We are a US-based startup working in the biotech domain. Our product, a web-based data analytics platform, has several unique capabilities, such as the ability to interactively analyze millions of data points in the browser, use AI to learn from data and user actions, or develop and deploy new functionality as plugins.
Our tech stack:
• Orchestration tools: Docker, Kubernetes, AWS ECS
• IaC: Jenkins (Groovy), GitHub Actions, Ansible, Terraform, CloudFormation
• Languages: Dart, JS, Java, Python, Bash
Responsibilities:
• Build services to ingest data into our database and ensure it’s clean, consistent, and highly performant;
• Automate, improve and evolve the deployment process, continuous integration, and testing;
• Building, designing, and optimizing data pipelines and infrastructure;
• Combine raw information from different sources;
• Investigate and troubleshoot issues;
• Improve infrastructure as code;
• Collaborate with developers;
• Optional.
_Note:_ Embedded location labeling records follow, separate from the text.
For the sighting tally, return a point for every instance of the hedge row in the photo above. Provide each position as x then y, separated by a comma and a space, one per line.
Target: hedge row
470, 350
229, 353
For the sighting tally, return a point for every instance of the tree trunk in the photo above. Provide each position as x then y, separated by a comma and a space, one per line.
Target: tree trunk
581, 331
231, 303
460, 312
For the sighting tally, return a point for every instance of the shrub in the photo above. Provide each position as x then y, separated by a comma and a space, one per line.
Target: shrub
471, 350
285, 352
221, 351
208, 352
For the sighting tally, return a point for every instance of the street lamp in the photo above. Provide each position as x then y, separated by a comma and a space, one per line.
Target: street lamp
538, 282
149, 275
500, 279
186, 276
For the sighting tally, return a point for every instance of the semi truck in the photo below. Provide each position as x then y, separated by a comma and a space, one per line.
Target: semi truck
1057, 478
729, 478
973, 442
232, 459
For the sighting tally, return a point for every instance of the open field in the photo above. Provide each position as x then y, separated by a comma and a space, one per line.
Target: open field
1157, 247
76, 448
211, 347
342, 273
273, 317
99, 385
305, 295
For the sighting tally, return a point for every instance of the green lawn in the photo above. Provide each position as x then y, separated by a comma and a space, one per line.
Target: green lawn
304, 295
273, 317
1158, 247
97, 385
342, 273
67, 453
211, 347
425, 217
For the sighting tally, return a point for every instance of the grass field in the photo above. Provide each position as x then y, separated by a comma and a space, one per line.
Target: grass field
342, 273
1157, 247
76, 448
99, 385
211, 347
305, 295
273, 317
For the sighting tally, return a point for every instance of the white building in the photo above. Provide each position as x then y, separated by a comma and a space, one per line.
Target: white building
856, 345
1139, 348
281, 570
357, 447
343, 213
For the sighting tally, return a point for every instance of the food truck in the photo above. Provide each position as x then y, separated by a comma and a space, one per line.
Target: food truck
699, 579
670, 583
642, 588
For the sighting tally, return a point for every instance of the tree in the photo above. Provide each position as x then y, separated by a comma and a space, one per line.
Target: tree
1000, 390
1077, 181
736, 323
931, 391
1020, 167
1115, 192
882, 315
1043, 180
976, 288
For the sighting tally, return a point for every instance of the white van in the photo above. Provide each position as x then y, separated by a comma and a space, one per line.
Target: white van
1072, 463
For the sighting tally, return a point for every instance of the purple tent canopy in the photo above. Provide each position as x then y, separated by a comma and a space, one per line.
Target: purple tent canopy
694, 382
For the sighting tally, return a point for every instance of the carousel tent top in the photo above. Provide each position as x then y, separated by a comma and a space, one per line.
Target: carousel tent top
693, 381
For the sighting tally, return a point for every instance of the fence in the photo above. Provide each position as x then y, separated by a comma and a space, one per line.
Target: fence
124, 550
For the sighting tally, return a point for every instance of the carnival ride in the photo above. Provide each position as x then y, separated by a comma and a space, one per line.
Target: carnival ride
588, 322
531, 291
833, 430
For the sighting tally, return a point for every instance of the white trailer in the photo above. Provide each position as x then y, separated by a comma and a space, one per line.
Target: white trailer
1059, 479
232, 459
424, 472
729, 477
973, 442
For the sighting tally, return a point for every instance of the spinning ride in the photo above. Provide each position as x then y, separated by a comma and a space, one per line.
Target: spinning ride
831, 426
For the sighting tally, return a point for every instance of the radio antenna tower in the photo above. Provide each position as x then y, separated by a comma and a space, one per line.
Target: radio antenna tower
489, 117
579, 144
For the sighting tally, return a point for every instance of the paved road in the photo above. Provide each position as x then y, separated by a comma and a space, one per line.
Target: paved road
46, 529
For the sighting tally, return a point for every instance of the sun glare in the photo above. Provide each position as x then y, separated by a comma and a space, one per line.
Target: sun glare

Develop cost-effective scalable ML systems and innovative algorithm solutions
You will also deploy and integrate Datagrok with customer systems in AWS-heavy environments and ensure they function well under load.
While we’re considering candidates with various skill sets and for different levels, this role will be ideal for you if you have a degree in a quantitative field (e.g., mathematics or statistics), strong programming skills (Python, SQL), excellent knowledge of data structure, algorithms, and design patterns. You should be up to date with the diverse technologies in the big data ecosystem and should be able to objectively assess the different approaches to solve the problem at hand.
Requirements:
— 4+ years of experience as a Data Engineer and/or DevOps engineer (rare exceptions for highly skilled developers);
— Experience working with large data sets, simulation/optimization, and distributed computing tools (e.g., Spark, Airflow, Dash, etc.);
— Strong working knowledge of containerized production (e.g., Go/Flask-Server running within Docker, Kubernetes), DevOps and CI/CD principles;
— Hands-on experience with:
◦ managing Linux-based systems;
◦ tools such as Terraform, Ansible;
◦ writing code in one or more languages, such as Python, Bash, Groovy;
◦ with AWS stack and building Infrastructure as Code (Terraform, AWS CloudFormation);
◦ creating continuous integration and continuous delivery CI/CD with Jenkins CI, GitHub Actions, or other CI servers/Build Servers;
◦ Git, Docker;
— Experience with data warehouse technologies: MapReduce, HDFS, Hive, Tez, Spark, Sqoop
— Fluent in English to communicate effectively with native English speakers
Nice to have:
— Hands-on experience with any other provider than AWS;
— Experience with workflow tools: Airflow, Composer;
— Experience developing and deploying machine learning algorithms;
— Extensive knowledge of ML frameworks and libraries;
Position details:
— Flexible working hours;
— Unlimited vacations / PTO;
— Excellent growth opportunities in a highly dynamic, unique product company;
— Zero bureaucracy;
— Paid trainings and certifications;
— Competitive compensation.